In connection with the proposed transaction, Unity expects to file with the SEC a registration statement on Form S-4 that will include a joint proxy statement of Unity and ironSource that also constitutes a prospectus of Unity, which joint proxy statement/prospectus will be mailed or otherwise disseminated to Unity’s and ironSource’s respective securityholders, as applicable, when it becomes available. Unity and ironSource also plan to file other relevant documents with the SEC regarding the proposed transaction.

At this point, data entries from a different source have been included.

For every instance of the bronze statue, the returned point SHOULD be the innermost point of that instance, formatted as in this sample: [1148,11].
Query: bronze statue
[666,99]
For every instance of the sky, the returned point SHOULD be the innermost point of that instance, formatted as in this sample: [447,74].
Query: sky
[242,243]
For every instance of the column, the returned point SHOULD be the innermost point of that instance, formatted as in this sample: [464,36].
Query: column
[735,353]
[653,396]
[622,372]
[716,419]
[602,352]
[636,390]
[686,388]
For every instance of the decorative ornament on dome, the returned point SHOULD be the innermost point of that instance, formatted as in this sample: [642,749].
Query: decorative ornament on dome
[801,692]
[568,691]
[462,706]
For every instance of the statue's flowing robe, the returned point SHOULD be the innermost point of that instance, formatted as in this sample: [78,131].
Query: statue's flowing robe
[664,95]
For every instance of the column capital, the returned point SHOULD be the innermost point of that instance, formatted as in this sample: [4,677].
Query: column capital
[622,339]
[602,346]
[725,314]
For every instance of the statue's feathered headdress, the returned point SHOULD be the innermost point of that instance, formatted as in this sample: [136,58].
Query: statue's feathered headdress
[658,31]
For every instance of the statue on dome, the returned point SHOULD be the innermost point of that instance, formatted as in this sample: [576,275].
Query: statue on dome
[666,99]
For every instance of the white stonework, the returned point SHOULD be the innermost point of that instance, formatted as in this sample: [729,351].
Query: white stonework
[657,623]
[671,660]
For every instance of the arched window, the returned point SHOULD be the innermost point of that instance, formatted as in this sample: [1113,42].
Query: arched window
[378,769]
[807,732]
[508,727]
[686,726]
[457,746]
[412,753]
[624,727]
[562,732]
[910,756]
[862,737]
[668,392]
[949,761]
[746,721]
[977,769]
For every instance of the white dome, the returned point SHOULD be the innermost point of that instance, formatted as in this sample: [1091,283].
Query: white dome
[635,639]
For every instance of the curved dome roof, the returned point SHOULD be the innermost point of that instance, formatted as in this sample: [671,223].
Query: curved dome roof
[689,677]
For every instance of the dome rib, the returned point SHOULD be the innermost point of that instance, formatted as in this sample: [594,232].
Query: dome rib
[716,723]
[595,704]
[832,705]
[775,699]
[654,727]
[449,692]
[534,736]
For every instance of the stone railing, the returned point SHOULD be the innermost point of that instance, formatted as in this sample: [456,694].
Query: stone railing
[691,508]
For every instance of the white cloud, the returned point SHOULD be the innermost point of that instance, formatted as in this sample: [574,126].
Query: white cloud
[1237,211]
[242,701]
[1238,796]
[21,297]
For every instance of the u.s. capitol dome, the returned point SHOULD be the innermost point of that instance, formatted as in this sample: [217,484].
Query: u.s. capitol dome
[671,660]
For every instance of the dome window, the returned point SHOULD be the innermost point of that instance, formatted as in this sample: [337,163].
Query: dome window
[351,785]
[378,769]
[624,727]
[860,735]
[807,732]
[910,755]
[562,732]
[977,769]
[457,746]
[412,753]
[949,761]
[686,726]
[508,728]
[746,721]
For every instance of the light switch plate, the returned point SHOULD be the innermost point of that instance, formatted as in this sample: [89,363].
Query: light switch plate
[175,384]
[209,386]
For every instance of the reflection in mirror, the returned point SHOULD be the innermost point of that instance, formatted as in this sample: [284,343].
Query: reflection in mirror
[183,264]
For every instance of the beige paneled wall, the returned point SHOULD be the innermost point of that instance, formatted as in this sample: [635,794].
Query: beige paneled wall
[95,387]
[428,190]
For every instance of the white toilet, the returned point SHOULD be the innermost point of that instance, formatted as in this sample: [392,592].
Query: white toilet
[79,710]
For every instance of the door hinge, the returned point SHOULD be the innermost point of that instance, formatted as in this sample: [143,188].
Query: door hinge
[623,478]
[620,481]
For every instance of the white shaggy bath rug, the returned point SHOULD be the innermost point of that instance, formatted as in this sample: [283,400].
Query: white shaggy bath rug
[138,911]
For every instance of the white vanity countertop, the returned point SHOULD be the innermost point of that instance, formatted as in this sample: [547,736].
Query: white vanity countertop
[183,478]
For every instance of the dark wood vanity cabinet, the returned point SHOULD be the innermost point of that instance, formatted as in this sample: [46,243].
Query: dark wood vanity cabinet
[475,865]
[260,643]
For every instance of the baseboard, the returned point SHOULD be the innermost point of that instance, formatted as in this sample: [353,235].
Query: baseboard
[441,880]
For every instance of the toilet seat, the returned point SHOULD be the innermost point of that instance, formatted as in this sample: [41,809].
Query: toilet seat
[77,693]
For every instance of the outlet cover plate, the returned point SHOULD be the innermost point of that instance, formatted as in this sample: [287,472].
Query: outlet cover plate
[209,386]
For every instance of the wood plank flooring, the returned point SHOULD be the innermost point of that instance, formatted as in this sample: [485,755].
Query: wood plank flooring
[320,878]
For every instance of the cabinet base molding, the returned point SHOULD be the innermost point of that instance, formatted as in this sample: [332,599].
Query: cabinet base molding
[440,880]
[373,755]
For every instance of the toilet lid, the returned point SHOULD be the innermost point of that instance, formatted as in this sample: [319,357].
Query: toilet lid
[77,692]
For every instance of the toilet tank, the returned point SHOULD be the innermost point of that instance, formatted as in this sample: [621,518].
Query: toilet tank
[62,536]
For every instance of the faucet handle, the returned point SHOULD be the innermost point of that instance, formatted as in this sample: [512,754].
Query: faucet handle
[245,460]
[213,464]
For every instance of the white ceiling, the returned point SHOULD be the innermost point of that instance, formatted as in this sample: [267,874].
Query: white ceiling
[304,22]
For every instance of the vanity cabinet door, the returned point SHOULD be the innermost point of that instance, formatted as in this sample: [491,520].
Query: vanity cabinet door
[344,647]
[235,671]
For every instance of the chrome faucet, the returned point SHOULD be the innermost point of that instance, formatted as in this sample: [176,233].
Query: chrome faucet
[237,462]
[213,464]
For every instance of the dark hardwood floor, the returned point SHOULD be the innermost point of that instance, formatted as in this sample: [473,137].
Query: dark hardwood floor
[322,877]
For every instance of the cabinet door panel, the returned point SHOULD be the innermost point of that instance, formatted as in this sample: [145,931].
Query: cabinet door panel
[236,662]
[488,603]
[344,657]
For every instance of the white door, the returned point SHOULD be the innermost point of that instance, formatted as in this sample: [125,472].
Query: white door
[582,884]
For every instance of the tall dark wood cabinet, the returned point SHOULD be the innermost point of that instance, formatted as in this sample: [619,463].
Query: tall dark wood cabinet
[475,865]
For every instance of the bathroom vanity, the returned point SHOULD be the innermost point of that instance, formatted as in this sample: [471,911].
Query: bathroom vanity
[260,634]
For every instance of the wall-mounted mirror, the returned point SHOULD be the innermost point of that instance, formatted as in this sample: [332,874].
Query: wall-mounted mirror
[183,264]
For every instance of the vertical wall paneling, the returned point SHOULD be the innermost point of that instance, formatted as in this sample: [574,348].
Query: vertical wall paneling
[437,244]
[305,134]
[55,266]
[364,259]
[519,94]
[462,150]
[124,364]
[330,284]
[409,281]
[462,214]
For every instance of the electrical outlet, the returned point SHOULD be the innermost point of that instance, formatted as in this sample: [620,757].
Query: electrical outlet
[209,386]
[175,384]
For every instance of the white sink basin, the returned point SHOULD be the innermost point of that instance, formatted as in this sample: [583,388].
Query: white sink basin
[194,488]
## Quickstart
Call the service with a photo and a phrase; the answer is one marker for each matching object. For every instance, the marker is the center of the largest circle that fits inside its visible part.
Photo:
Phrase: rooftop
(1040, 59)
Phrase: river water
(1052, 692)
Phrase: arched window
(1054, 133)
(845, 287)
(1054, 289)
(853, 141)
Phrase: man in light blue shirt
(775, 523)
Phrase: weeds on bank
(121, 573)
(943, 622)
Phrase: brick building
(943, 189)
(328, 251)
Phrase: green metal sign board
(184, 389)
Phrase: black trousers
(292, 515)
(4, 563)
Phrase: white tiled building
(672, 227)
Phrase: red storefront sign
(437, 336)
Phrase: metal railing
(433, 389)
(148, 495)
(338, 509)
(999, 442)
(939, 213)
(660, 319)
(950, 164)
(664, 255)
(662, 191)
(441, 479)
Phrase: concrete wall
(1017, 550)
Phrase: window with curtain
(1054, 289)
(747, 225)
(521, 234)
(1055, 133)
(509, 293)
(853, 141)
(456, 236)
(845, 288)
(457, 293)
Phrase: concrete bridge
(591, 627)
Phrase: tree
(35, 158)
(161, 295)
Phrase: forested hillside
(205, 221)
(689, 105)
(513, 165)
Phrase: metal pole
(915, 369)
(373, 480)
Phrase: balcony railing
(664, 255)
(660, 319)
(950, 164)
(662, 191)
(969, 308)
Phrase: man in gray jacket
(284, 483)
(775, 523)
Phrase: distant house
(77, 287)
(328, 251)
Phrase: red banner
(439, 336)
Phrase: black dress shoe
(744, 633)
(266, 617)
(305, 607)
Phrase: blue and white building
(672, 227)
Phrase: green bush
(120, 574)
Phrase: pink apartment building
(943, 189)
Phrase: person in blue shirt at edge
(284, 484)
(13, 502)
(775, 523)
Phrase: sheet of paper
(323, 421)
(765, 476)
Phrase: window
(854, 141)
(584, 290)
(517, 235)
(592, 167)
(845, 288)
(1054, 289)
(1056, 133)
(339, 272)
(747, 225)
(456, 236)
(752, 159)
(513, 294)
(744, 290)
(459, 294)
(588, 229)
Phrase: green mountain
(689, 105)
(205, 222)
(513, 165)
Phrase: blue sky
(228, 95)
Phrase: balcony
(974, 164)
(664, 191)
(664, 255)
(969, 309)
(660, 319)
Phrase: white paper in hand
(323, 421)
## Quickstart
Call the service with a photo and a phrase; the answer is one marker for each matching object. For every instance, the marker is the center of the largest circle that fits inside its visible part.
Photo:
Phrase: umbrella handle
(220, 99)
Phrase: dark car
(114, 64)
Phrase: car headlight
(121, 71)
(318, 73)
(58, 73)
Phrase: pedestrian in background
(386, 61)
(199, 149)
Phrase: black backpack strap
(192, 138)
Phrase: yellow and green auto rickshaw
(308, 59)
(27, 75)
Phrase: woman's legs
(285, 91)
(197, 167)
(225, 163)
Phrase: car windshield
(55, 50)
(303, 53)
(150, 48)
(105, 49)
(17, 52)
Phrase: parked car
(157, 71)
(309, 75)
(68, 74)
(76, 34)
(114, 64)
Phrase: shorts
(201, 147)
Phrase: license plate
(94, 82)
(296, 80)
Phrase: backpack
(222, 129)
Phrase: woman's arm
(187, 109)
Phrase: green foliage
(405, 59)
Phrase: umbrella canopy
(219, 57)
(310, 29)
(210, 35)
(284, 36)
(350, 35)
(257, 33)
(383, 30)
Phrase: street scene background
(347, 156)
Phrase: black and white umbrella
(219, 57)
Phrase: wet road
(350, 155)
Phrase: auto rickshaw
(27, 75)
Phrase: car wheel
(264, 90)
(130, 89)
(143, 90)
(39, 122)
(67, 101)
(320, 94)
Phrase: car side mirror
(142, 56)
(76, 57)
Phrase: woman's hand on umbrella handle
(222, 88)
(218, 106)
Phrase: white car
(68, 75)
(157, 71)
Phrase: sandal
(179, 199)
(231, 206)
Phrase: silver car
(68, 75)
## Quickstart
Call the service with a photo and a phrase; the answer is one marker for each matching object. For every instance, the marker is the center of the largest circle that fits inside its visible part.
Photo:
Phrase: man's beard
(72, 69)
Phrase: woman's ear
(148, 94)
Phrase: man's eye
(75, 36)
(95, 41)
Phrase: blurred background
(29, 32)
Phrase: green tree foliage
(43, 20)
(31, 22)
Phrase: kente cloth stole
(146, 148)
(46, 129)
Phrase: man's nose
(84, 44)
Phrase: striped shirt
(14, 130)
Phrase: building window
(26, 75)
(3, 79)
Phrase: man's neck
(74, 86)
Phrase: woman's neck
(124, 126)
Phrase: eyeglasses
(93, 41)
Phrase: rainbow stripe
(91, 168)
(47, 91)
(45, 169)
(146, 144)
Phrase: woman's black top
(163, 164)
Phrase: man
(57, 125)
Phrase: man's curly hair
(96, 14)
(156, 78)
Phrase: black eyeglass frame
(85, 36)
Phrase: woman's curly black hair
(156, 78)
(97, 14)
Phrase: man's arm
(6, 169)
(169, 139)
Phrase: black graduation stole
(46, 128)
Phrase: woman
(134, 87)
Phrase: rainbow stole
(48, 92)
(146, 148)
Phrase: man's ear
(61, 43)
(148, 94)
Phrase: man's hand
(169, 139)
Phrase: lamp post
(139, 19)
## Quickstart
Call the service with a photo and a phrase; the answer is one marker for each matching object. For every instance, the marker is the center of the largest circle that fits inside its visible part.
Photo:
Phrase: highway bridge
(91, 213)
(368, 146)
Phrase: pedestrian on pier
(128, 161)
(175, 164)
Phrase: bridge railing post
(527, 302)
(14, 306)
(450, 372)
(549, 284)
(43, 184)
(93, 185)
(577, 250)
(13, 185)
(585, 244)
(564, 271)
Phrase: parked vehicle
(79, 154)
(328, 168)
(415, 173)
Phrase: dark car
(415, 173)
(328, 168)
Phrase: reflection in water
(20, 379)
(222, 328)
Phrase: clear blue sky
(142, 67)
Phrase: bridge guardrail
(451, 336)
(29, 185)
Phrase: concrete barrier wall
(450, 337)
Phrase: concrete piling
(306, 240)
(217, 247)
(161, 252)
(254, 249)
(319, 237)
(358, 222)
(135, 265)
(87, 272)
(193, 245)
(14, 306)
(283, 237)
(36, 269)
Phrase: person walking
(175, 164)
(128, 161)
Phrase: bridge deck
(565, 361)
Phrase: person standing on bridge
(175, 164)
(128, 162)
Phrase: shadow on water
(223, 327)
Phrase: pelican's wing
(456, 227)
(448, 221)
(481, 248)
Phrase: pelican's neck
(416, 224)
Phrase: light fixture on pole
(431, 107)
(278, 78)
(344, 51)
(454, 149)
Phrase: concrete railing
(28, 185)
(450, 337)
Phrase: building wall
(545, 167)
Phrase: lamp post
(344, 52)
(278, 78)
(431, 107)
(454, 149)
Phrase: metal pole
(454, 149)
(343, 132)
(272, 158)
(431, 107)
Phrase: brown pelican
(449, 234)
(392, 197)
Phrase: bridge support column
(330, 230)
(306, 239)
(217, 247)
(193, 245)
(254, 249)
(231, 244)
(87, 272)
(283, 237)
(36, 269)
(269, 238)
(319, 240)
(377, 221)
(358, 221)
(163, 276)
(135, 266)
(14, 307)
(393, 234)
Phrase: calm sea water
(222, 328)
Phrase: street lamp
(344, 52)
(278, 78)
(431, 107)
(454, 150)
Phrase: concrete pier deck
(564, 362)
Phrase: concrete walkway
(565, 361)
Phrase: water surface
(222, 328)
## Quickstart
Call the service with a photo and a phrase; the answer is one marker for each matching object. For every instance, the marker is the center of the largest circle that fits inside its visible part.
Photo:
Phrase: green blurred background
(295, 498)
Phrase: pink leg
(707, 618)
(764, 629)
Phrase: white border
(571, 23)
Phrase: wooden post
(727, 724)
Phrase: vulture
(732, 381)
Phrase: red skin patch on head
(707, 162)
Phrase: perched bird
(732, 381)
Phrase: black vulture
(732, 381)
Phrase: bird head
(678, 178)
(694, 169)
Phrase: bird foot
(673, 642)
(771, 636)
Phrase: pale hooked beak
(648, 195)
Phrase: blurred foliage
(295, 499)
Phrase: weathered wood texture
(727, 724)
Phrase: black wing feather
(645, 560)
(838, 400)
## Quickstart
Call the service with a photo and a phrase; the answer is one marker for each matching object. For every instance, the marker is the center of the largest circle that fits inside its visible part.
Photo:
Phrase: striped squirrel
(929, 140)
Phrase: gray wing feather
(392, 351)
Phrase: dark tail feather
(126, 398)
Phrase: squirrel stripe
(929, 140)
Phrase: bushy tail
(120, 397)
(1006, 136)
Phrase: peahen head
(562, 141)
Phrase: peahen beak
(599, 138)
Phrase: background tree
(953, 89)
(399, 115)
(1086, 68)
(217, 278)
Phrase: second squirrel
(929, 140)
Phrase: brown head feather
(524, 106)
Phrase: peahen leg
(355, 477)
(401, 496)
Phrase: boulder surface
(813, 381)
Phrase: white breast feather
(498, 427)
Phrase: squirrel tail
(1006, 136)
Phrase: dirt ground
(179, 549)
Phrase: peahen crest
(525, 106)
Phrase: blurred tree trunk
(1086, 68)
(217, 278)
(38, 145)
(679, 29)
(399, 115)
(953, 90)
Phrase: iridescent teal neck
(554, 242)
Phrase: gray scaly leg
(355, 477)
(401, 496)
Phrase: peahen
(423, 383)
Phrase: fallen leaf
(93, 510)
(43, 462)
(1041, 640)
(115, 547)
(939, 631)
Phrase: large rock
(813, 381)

INVESTORS ARE URGED TO READ THE JOINT PROXY STATEMENT/PROSPECTUS AND OTHER RELEVANT DOCUMENTS FILED WITH THE SEC IF AND WHEN THEY BECOME AVAILABLE, BECAUSE THEY WILL CONTAIN IMPORTANT INFORMATION.

 

Investors and securityholders may obtain free copies of the registration statement and the joint proxy statement/prospectus (if and when it becomes available) and other relevant documents filed by Unity and ironSource with the SEC at the SEC’s website at www.sec.gov. Copies of the documents filed by the companies will be available free of charge on their respective websites at www.unity.com and www.is.com.

 

 

 

 

Participants in Solicitation

 

Unity, ironSource and their respective directors and executive officers may be considered participants in the solicitation of proxies in connection with the proposed transaction. Information about the directors and executive officers of Unity is set forth in its proxy statement for its 2022 annual meeting of stockholders, which was filed with the SEC on April 20, 2022. Information about the directors and executive officers of ironSource is set forth in its Annual Report on Form 20-F for the fiscal year ended December 31, 2021, which was filed with the SEC on March 30, 2022. These documents can be obtained free of charge from the sources indicated above. Additional information regarding the participants in the proxy solicitations and a description of their direct and indirect interests, by security holdings or otherwise, will be contained in the joint proxy statement/prospectus and other relevant materials to be filed with the SEC when they become available.

 

No Offer or Solicitation

 

This communication is not intended to and shall not constitute an offer to sell or the solicitation of an offer to sell or the solicitation of an offer to buy any securities or a solicitation of any vote of approval, nor shall there be any sale of securities in any jurisdiction in which such offer, solicitation or sale would be unlawful prior to registration or qualification under the securities laws of any such jurisdiction. No offer of securities shall be made except by means of a prospectus meeting the requirements of Section 10 of the Securities Act of 1933, as amended.